Dec. 14, 2018
Law students bring efficiencies to Public Interest Law Clinic's work
Kyla Sandwith
Kyla Sandwith was just a young associate at a big national firm in Calgary when she first started to realize that law firms could benefit from better management, as they often failed to utilize common business concepts.
Eventually, Sandwith left private practice to work on knowledge management and efficiency, earning her master's degree in law firm management at George Washington University. Sandwith believes that failing to effectively manage law firms can have big consequences, affecting the people who work there, their job satisfaction and loyalty, eventually trickling down to the client and their outcomes.

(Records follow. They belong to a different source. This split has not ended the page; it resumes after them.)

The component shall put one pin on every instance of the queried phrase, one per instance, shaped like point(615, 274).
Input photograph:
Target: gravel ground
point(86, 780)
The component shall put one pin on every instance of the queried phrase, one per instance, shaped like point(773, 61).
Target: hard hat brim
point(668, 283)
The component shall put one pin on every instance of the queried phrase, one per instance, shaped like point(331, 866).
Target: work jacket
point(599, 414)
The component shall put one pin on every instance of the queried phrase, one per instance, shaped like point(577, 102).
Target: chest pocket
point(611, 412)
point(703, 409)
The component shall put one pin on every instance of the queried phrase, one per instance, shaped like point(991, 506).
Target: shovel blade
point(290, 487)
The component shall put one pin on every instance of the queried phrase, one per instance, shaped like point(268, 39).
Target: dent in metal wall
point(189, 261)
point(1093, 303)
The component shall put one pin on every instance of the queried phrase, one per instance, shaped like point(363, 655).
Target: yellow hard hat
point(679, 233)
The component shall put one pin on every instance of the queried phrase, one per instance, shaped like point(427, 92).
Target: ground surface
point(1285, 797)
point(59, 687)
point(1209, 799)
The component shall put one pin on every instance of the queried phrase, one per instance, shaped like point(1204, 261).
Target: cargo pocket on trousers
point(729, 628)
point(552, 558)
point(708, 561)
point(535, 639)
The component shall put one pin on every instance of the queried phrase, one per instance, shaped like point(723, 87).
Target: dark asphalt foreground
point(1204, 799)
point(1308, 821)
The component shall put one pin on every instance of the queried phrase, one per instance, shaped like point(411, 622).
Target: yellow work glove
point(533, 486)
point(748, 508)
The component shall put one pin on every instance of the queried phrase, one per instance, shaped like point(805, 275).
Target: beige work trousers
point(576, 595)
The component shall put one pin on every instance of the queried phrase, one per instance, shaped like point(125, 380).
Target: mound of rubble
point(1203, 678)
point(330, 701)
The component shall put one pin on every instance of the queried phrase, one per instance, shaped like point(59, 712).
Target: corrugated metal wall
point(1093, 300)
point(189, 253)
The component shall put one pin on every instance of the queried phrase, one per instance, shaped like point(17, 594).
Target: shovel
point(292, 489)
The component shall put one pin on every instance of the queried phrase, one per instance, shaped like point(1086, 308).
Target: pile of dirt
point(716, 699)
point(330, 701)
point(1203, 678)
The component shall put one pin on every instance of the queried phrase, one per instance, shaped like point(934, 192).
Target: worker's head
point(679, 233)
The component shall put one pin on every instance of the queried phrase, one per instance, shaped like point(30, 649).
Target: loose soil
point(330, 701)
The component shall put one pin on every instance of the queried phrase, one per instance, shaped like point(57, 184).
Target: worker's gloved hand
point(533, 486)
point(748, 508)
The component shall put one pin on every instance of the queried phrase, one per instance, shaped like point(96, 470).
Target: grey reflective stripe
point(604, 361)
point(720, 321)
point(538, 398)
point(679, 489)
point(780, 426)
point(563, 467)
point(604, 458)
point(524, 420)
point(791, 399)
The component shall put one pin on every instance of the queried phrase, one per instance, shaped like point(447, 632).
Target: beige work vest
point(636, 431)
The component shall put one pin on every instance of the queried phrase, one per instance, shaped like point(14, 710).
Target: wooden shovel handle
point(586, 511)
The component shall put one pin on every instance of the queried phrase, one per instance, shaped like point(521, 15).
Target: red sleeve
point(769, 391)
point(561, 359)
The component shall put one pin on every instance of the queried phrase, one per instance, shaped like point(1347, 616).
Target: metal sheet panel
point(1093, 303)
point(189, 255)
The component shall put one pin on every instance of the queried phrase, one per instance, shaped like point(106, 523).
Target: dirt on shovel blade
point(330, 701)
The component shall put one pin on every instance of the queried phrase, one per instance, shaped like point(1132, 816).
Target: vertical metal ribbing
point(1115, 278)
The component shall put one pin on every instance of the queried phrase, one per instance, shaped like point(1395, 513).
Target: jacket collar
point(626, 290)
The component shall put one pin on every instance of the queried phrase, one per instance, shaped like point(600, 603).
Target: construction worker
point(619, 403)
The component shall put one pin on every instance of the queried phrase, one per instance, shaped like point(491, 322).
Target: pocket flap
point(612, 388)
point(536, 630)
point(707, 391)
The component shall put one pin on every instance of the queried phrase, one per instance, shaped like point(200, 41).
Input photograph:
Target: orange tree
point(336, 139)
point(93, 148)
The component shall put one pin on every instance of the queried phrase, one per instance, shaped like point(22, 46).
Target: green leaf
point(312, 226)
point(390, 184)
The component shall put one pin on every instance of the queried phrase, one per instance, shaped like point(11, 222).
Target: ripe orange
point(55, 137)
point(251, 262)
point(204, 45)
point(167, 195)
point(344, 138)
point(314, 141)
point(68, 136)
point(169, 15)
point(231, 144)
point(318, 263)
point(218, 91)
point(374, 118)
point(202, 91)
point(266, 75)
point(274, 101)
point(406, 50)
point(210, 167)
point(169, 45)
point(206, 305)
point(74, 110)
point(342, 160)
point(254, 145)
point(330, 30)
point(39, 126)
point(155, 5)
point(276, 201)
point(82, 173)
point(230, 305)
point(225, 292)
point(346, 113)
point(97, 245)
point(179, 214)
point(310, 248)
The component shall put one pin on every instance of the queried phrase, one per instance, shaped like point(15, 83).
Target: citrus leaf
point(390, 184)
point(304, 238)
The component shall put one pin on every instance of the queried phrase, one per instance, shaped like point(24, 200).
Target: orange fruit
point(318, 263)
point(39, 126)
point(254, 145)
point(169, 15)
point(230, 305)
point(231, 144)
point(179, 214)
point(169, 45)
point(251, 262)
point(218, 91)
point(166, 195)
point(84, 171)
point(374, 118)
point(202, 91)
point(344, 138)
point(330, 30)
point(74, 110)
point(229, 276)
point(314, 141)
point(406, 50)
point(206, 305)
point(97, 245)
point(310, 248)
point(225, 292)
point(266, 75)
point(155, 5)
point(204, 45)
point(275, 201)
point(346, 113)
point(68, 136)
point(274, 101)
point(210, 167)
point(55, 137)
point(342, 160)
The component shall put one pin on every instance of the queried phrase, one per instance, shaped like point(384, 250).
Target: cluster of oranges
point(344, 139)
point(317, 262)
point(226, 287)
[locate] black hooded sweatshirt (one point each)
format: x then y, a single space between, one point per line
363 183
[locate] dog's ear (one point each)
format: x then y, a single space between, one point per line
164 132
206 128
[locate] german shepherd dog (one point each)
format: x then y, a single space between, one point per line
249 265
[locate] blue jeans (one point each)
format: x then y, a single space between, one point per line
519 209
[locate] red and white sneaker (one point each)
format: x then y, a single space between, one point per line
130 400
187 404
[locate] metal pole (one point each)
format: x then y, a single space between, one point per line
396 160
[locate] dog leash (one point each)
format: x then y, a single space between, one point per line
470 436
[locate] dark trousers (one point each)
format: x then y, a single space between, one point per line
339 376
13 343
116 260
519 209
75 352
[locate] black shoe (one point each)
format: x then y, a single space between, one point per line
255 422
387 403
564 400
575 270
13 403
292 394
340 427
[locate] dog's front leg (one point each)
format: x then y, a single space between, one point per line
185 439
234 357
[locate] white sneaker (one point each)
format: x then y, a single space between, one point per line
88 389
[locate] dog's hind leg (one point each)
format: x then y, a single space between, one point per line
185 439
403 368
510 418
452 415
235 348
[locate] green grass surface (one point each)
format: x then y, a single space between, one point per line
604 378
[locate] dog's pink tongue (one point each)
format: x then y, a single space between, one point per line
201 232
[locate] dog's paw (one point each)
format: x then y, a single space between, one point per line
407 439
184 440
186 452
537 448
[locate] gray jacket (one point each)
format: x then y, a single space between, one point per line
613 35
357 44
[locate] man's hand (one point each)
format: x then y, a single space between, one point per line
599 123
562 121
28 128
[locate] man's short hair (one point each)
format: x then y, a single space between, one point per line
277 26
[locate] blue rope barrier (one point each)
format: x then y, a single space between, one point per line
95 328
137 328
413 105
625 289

As founder of De Novo Inc., Sandwith now works with lawyers, law firms, and corporate counsel to build a new generation of lawyers and firms that are more agile, responsive, relevant, accessible, and valuable to their clients and the community at large. Through her work, she realized that the leadership and management challenges faced in law firms would continue unless law students learned these skills.
“As lawyers we are given immense responsibility and credibility in a variety of situations that require leadership skills like how to motivate people, how to work with people, and how to effectively work within a team,” says Sandwith. “But we are never taught those skills.”
This is where the idea for her course Legal Practice: Leadership for Lawyers was born.
New course teaches Six Sigma techniques
Employing the Lean Six Sigma, a framework that aims to reduce defects and waste while creating organizational culture change, the course tackles a hands-on real-world case study, while requiring the students to examine their own leadership skills.
This year, Sandwith and her students have volunteered to apply their skills to the law school’s Public Interest Law Clinic (PILC), led by Christine Laing, which was created to advocate for systemic change that values and advances the well-being of the public and the environment. The students were told to employ the Lean Six Sigma framework to assist the PILC in streamlining their training and onboarding processes. This required working with Laing to identify the clinic’s challenges and goals, and to provide a step-by-step analysis for automations.
The results are significant: “The students dug in and generated insightful and materially valuable solutions for the clinic. Their work ensures our clinic will be functioning far more efficiently and effectively by the time we intake new students this fall,” says Laing.
By embracing the mission of the Calgary Curriculum, students in this course have used their newly developed skills to benefit the clients of the PILC, and will soon be ready to effect change within their organizations when they enter the legal marketplace.